I agree with GoldfishCrackers
There must be much more - maybe not violence against you but you would not be asking if this level of violence was OK unless you have a very warped perspective. Which is exactly what you have because you have been being abused in some way for many years.

Does he fly off the handle?
Shout and swear?
Put you down?
Punch walls?
Kick things?
Smash things?
Are you dependent on him for money?
Do you have your own successful career?
How is your self esteem?
Are you a confident woman with many friends and family around you?
Do you have your own life away from the home and kids?
Do you have any hobbies that are just for you?
Do you have free time to do as you please?

You really need to call Womens Aid.

Write down everything you can think of that has happened in your relationship.

I really hope your friend helps you to realise how wrong this is and was.
And you should definitely report it to the police as soon as you can.
You have pictures as proof.

He doesn't even think he has done anything wrong. That is the most alarming thing of all.

kaykayblue · 16/06/2014 10:20

There is literally NOTHING you could do which would justify him kicking you and putting his hands around your throat.

And for him to try and fob that off as "reasonable force" is absolutely fucking PATHETIC. It's a complete and utter fucking LIE. Do you want to know what reasonable force is used for? Self defence. So if you had been about to stab him in the face with a giant knife, then he would have been justified in kicking your legs to knock you off balance.
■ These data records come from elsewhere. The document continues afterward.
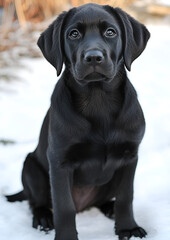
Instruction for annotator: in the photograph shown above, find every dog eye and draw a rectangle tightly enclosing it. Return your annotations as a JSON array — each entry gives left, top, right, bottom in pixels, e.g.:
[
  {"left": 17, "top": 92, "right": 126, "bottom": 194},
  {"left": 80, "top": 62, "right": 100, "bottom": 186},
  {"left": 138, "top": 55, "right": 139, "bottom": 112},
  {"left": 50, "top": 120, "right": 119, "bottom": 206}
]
[
  {"left": 69, "top": 29, "right": 81, "bottom": 40},
  {"left": 104, "top": 28, "right": 117, "bottom": 38}
]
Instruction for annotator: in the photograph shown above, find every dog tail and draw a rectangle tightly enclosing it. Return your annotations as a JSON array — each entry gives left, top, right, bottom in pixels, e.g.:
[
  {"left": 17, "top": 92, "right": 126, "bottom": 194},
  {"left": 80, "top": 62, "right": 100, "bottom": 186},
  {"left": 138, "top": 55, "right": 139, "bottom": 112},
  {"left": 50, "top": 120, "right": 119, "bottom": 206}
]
[{"left": 5, "top": 191, "right": 27, "bottom": 202}]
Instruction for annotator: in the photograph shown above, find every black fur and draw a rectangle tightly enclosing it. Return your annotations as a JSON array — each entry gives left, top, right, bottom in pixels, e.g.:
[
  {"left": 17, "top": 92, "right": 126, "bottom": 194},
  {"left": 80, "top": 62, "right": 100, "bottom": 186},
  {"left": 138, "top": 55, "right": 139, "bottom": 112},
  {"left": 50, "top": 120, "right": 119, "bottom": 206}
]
[{"left": 8, "top": 4, "right": 150, "bottom": 240}]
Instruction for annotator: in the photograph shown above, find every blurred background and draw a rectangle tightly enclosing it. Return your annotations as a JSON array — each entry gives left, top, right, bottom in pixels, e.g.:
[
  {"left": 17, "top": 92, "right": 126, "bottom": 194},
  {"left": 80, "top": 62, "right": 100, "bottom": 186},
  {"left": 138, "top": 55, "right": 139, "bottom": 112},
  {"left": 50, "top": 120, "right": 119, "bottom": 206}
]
[{"left": 0, "top": 0, "right": 170, "bottom": 71}]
It also has to be proportionate. Choking someone because they might smash THEIR OWN COMPUTER (you did say it was technically yours, right?) is illegal.

What he did was illegal, and he knows it. He is calling your bluff by trying to fool you that you are wrong. You say that you took pictures. Go to a police station that he does NOT work at, and report the incident, along with your evidence. You can ask to speak to a female officer, and explain you are scared because your husband is also in the police.

They do not take this shit lightly. It gives the whole lot of them a bad name.

captainmummy · 16/06/2014 13:11

^what Kaykay said.

OP - as a policeman, he knows that hands round the throat is illegal, a sackable offence, and possibly even attempted murder. It's not [only] because of the threat to cut off your air supply, but there are lots of nerves in that area which can be compressed, and will lead to unconsciousness and death within seconds. Also the cartilage of the neck/windpipe is very fragile, and easily crushed - Leading to death.

If he'd caused your death (or permanent paralysis, which is also eminently possible) do you think he could have used those pathetic arguments in couret? 'Oh no your honour, I was using 'reasonable force' to get her laptop off her? Cos (I thought) she was going to smash it? I was perfectly entitled to kill/maim her, don't you think?'

Err, no. 15years to life.

Report it. He doesn't want you to, because he knows how serious this is.

kaykayblue · 16/06/2014 19:02

mynameissal123 - are you able to give us an update at all?

I'm sorry if some of us come across as angry - this honestly isn't directed at you. It's at your husband for doing something so atrocious, and then having the absolute gall to try and make it into something normal.

This man physically attacked you - that is something that cannot be overlooked.